China's central bank to trim reserve requirements
China’s central bank is to cut the amount of cash lenders must hold, it was confirmed on Wednesday, the latest move designed to bolster the country’s ailing economy.
Pan Gongsheng, governor of the People’s Bank of China, said the reserve requirement ratio would be trimmed for all banks from 5 February, by 50 basis points to 10%.
Speaking at a press conference, Pan added that the move would free up ¥1trn. It is the third time the PBoC has trimmed the RRR, following two reductions last year.
The central bank also pledged to cut key re-lending and re-discount interest rates by 25bps this week.
Pan also hinted at a possible cut to the benchmark loan prime rate, noting that the RRR reduction would help drive down the rate.
Earlier this week, the bank left both the one-year LPR and five-year LPR unchanged at 3.45% and 4.20% respectively.
China’s economy is struggling, hit hard by the fallout from Beijing’s stringent zero-Covid policy, the crisis engulfing the property sector and slowing global demand.

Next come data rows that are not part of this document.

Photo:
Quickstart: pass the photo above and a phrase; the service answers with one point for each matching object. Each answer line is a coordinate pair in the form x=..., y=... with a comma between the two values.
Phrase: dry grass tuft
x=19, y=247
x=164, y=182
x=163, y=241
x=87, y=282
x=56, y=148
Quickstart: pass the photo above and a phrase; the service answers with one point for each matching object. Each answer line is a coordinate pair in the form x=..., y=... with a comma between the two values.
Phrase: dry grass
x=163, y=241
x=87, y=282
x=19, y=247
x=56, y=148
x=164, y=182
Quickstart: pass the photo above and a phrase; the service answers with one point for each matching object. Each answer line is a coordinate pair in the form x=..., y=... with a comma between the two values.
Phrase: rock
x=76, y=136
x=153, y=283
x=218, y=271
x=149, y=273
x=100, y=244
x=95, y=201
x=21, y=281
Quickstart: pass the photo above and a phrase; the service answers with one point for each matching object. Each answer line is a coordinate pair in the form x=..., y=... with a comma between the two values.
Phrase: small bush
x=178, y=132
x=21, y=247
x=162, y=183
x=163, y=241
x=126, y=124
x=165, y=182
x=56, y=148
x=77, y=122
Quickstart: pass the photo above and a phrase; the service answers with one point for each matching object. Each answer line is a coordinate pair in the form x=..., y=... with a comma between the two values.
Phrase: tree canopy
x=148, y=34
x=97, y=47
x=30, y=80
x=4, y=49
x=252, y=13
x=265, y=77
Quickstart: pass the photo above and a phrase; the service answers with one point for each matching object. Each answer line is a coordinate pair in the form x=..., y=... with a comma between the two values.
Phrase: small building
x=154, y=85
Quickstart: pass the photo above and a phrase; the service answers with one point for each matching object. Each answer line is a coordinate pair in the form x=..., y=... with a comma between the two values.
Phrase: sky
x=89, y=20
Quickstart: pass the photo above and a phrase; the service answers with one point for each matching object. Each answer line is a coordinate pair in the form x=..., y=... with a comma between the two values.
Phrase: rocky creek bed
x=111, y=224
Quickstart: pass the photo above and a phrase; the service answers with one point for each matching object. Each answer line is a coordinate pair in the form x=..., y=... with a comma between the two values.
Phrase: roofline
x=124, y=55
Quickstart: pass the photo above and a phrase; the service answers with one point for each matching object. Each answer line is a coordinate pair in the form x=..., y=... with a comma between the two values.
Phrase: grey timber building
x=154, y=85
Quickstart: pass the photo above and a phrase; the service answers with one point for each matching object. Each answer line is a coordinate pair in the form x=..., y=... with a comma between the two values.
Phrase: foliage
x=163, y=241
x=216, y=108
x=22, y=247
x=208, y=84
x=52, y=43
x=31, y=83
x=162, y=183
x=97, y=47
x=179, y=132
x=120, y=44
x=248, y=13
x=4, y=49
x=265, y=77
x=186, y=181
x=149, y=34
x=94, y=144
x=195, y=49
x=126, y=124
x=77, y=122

The authorities are therefore increasingly looking at ways to stimulate the economy.
Duncan Wrigley, chief China+ economist at Pantheon Macroeconomics, said: “We stand by our call for a one-year LPR cut in the first quarter, though it will depend on the January and February credit data and what it indicates about credit demand outside the policy-sensitive sectors and government bond issuance.
“Governor Pan’s remarks confirm that Chinese policymakers see the role of monetary policy this year as mainly supporting fiscal stimulus intended to keep growth ticking over.
“We see the RRR cut as part of an accommodative monetary policy aimed to facilitate government bond issuance.”
On Tuesday, Beijing said it was considering a £220bn rescue package for Chinese stock markets, which have struggled compared to other benchmarks worldwide.